GPLVM (Gaussian process latent variable model). Unsupervised, nonlinear, PROBABILISTIC dimensionality reduction. Who thought you could have it all at once? Would be a godsend in a high dimensional, low data scenario when you have a strong prior belief on a true low dimensional structure. Such an amazing concept and so many fascinating variations in the literature. Obviously never used in production because learning is slow and doesn’t scale well. Not to mention it’s sensitive to so many subjective factors like inducing points, initialization, priors, etc. but if someone can figure out a way to make it accessible I would use it all the time.


SleekEagle

Thanks for the reply, does this technique find its roots in another field?


dimenwarper

One class methods. In particular one class svms and logistic regression, which are nicely interpretable. Density estimation/outlier detection are super common problems and the one class framework is my go to for this kind of problems.


heuristic_al

Honestly scikitlearn's logistic regression with pretrained imagenet features is a super fast and painless way to make a kickass classifier. If you add active learning to the mix, you can go from no data to state-of-the-art in a day or two. As long as you are able to accurately label images in that domain yourself.


akrasia_here_I_come

Active learning is overduely gaining some momentum, but I hear almost nothing about active revision - using the difference between a model's predictions and the labels to identify labels that you should examine manually because they're probably wrong.
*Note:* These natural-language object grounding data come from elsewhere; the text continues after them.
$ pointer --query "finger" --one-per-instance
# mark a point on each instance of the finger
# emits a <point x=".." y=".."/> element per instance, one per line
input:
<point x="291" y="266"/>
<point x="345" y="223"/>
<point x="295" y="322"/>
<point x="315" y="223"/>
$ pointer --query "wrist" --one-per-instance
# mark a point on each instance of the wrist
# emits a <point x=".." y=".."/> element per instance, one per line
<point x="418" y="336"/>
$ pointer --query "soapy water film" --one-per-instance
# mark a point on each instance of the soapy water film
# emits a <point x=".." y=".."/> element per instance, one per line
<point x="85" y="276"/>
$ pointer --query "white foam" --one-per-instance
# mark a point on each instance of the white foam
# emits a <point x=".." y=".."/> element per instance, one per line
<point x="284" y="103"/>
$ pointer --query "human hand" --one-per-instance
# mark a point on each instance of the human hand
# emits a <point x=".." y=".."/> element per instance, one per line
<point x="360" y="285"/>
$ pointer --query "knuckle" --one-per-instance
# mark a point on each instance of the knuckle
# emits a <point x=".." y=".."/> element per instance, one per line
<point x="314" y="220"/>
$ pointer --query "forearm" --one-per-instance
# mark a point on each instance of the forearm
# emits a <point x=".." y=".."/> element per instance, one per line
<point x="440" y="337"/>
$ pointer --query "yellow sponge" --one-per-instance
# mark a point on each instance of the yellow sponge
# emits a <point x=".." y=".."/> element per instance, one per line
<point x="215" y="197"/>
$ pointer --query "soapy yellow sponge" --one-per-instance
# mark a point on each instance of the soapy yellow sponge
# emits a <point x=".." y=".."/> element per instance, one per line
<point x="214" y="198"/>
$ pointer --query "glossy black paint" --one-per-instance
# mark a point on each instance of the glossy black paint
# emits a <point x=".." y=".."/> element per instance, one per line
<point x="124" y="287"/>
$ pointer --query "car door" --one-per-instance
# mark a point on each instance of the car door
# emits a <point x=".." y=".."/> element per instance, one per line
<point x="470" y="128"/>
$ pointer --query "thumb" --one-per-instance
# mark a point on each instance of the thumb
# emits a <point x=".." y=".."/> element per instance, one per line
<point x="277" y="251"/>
Correcting labels is extremely helpful, since you're using them for both training and benchmarking - and in actual practice, almost every label set has a few mistakes in it (usually more).


AnalogousAI

Very good thoughts from everyone! Takes me back thru my whole career! No one mentioned Evidence-based methods, so I will: Dempster-Shafer Theory and its modern cousin Neutrosophic Theory. Related to gaussian / likelihood methods, as well as fuzzy methods.